Investment analysis Flashcards
NPV
Net present value is used to determine the acceptability of an investment. The difference between the present value of cash inflows and the present value of cash outflows is called the projects net present value. NPV trace back all the net cash flow to year zero.
Probability index
Used to compare two projects on a valid basis, the higher the probability index is, the more desirable is the project.
Probability index = NPV of cash inflows / Investment required
Internal rate of return
Internal rate of return is the interest yield promised by an investment project over its useful life. The higher IRR is, the more desirable is the project.
Payback
It is based on payback period, which is the length of time that it takes for a project to recoup its initial cost out of the cash receipts that it generates. The quicker the cost of an investment can be recovered, the more desirable is the investment.

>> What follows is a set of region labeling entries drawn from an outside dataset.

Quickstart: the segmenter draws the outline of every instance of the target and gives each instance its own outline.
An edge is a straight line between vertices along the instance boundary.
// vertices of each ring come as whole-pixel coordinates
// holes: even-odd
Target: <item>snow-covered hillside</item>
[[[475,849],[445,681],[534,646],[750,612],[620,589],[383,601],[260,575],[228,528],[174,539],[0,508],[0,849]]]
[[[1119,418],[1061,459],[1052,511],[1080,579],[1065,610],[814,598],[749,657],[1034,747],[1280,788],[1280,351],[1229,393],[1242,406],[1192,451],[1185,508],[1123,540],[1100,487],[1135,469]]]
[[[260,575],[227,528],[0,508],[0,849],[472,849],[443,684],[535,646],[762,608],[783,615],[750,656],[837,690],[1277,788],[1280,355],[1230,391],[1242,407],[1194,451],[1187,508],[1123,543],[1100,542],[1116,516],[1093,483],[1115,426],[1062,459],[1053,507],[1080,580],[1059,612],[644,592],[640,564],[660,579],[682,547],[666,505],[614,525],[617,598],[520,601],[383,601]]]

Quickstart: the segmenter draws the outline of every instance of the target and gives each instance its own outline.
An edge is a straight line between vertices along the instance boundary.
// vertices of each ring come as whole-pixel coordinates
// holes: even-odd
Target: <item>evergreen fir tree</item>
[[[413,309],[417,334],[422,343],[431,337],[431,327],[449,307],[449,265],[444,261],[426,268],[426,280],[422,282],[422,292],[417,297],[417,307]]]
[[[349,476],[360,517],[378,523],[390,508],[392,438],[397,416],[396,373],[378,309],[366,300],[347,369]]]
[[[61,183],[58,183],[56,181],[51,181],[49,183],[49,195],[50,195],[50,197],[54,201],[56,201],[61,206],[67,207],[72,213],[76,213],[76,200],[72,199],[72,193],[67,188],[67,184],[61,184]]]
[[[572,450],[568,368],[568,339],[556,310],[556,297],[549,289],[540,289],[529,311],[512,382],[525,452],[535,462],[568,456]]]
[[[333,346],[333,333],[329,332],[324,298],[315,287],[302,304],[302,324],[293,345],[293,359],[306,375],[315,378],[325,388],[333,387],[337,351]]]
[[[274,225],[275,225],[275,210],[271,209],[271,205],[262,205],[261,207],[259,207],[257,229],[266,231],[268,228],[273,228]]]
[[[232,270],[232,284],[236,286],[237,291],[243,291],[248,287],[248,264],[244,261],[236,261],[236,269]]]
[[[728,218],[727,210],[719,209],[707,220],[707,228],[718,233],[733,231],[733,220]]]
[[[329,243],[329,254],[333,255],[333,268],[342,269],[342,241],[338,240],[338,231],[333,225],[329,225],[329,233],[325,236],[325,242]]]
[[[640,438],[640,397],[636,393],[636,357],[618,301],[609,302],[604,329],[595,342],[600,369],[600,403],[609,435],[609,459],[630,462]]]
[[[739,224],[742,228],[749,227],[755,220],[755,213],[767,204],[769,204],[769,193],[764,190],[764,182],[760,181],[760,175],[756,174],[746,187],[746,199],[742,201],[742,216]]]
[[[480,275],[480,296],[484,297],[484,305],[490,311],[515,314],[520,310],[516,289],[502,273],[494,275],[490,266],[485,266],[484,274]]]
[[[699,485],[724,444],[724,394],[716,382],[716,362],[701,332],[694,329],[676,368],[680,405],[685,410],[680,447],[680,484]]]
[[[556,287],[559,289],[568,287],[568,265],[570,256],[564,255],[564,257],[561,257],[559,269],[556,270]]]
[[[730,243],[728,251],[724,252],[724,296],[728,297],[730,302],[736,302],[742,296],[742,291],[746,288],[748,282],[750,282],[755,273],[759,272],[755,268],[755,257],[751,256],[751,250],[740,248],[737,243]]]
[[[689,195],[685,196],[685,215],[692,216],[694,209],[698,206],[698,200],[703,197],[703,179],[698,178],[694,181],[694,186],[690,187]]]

Payback period = Investment required / Net annual cash inflow
Decision rules
Rules for NPV:
NPV ≥ 0 the investment is acceptable
It promises a return bigger or equal to the required rate of return
NPV < 0 the investment is not acceptable
It promises a return less than the required rate of return
Rules for IRR:
IRR ≥ RRR the investment is acceptable
IRR < RRR the investment is acceptable
Depreciation
Depreciation is not relevant in computing the present value of a project, because it is not an out-of-pocket cost, therefore not a cash flow.